When you get a chance you should read up on the GM truck and cavalier/sunfire ignition thing. GM engineers made a decision to put gas tanks on the outside of the frame in between the bedsides. So anytime there was a T-bone accident gas tanks ruptured and some caught fire. The stink about it and the ignition problems was the GM knew it was a problem and they knew people were going to get seriously hurt and they weighed the cost of recall .vs lawsuits and chose to go with hurting people and just paying damages. Same thing with those ignition cylinders that would partially turn the ignition off preventing an airbag deployment.
In both cases, GM weighed the cost of recall and repair against hurting human beings and paying damages. They chose to hurt people and pay damages would be cheaper. Lots of internal documents showed the cost analysis. The ignition cylinder debacle was the same way AND GM was so dysfunctional before the bankruptcy that when they did recall the cars for l=ignition switches, they accidentally put the same switches back in some 150,000 cars. Which meant they were recalled again for the same thing!

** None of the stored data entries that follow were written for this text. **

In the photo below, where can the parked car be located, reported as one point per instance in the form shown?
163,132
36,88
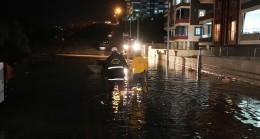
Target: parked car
102,46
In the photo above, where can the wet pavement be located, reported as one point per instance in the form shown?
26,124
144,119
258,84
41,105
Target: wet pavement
62,99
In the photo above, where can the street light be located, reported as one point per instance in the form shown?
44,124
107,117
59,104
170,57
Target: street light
117,13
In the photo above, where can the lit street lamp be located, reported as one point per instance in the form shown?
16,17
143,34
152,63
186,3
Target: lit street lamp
117,13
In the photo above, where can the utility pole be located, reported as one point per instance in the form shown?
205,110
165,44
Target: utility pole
137,28
168,35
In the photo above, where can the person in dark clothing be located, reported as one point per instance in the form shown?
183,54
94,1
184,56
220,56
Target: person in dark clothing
113,70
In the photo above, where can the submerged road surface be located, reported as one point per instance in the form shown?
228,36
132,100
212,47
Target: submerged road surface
62,99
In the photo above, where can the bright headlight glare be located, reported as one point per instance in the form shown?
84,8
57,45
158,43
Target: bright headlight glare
125,46
136,46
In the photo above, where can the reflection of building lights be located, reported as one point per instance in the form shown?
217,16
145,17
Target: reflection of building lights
136,46
125,46
126,73
249,113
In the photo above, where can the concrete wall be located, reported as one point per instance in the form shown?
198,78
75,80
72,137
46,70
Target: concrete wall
240,69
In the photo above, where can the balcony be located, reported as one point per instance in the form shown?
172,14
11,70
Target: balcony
208,15
206,39
249,3
182,21
183,3
247,37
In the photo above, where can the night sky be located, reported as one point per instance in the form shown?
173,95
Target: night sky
59,11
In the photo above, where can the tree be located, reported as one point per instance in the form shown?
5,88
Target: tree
13,42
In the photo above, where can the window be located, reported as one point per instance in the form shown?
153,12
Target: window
207,30
181,31
251,22
202,13
217,33
233,31
183,14
197,31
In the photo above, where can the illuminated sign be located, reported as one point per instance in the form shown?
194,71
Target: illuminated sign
1,82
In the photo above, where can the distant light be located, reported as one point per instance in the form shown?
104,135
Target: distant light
136,46
107,22
125,46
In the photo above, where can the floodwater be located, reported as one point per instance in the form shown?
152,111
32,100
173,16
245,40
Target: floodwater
61,99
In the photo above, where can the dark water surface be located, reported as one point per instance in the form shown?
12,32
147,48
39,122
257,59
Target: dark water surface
60,99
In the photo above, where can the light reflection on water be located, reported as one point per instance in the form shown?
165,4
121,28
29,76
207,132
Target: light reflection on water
179,106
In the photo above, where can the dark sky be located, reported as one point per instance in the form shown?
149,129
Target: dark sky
59,11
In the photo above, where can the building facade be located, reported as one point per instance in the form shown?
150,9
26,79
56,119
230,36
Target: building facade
207,23
144,8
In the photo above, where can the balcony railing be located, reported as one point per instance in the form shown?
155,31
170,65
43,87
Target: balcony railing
243,51
209,15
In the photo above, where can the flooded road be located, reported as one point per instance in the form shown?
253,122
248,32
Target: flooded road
61,99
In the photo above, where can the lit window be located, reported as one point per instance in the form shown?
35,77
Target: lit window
233,31
251,22
202,13
197,31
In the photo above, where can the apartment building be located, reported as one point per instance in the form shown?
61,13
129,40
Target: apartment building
144,8
248,26
182,22
208,23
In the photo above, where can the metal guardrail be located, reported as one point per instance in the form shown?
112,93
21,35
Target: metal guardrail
249,53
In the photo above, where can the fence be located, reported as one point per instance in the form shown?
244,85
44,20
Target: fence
248,53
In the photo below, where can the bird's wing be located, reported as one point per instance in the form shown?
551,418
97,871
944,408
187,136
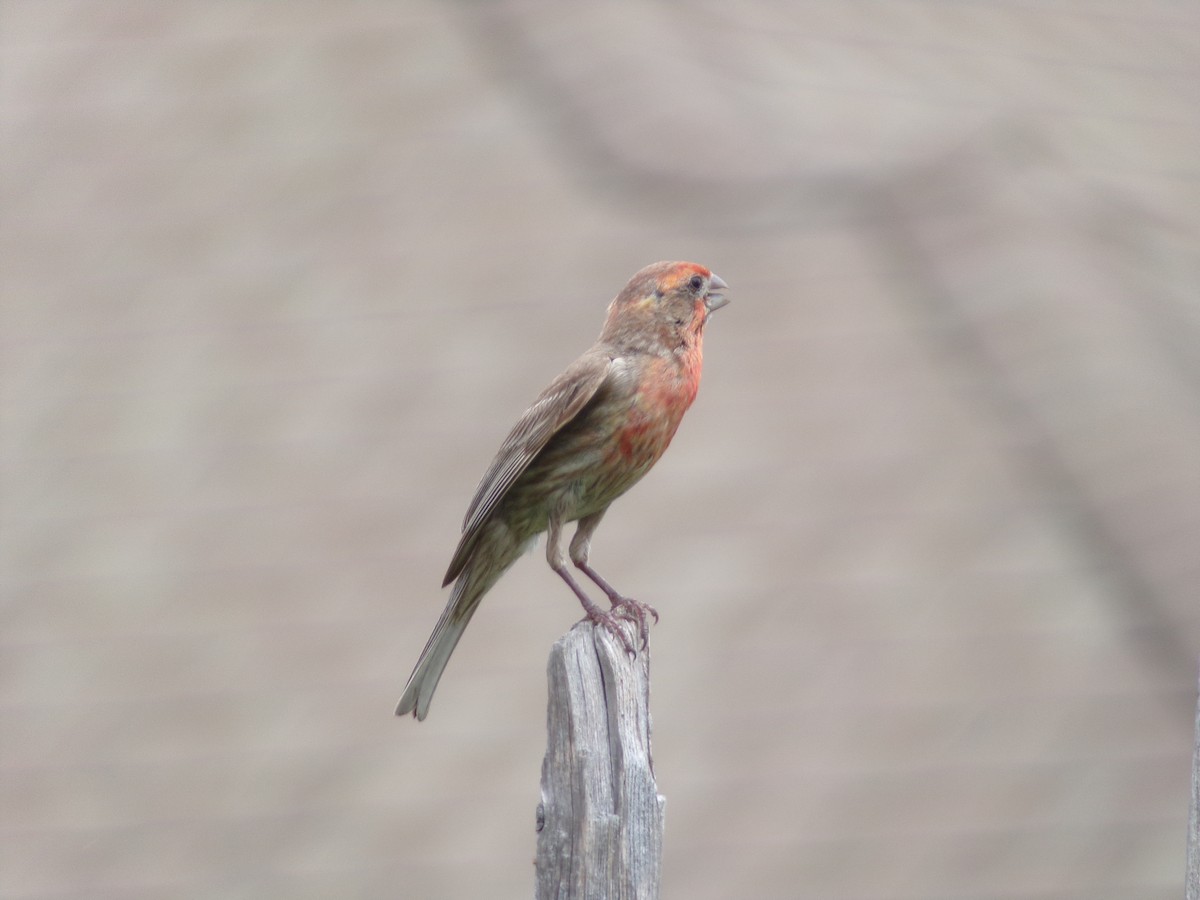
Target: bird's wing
555,407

Really not trying to start a fight but those were the good ole' days.....who would even believe it now. Oh wait, Volkswagen made diesel spoofing devices just a few years ago.....
https://www.autosafety.org/history-gm-side-saddle-gas-tank-defect/
"The Big Three auto makers all considered relocating the tank outside the passenger compartment in the early 1970’s. Chrysler engineers specifically rejected placing the tank outside the frame because of safety concerns saying, “A frame mounted fuel tank mounted anywhere outside the frame rails would be in a very questionable area due to the new Federal Standards requiring 15 MPH side impacts for all vehicles. . . . Any side impact would automatically encroach on this area and the probability of tank leakage would be extremely high.”
https://www.nbcnews.com/storyline/gm-recall/gm-chose-not-implement-fix-ignition-problem-n51731
"Engineers at General Motors found a way to stop ignition switches from shutting off nine years ago, but made a “business decision” not to order the partial fix to a problem that has now been linked to a dozen deaths, NBC News has learned."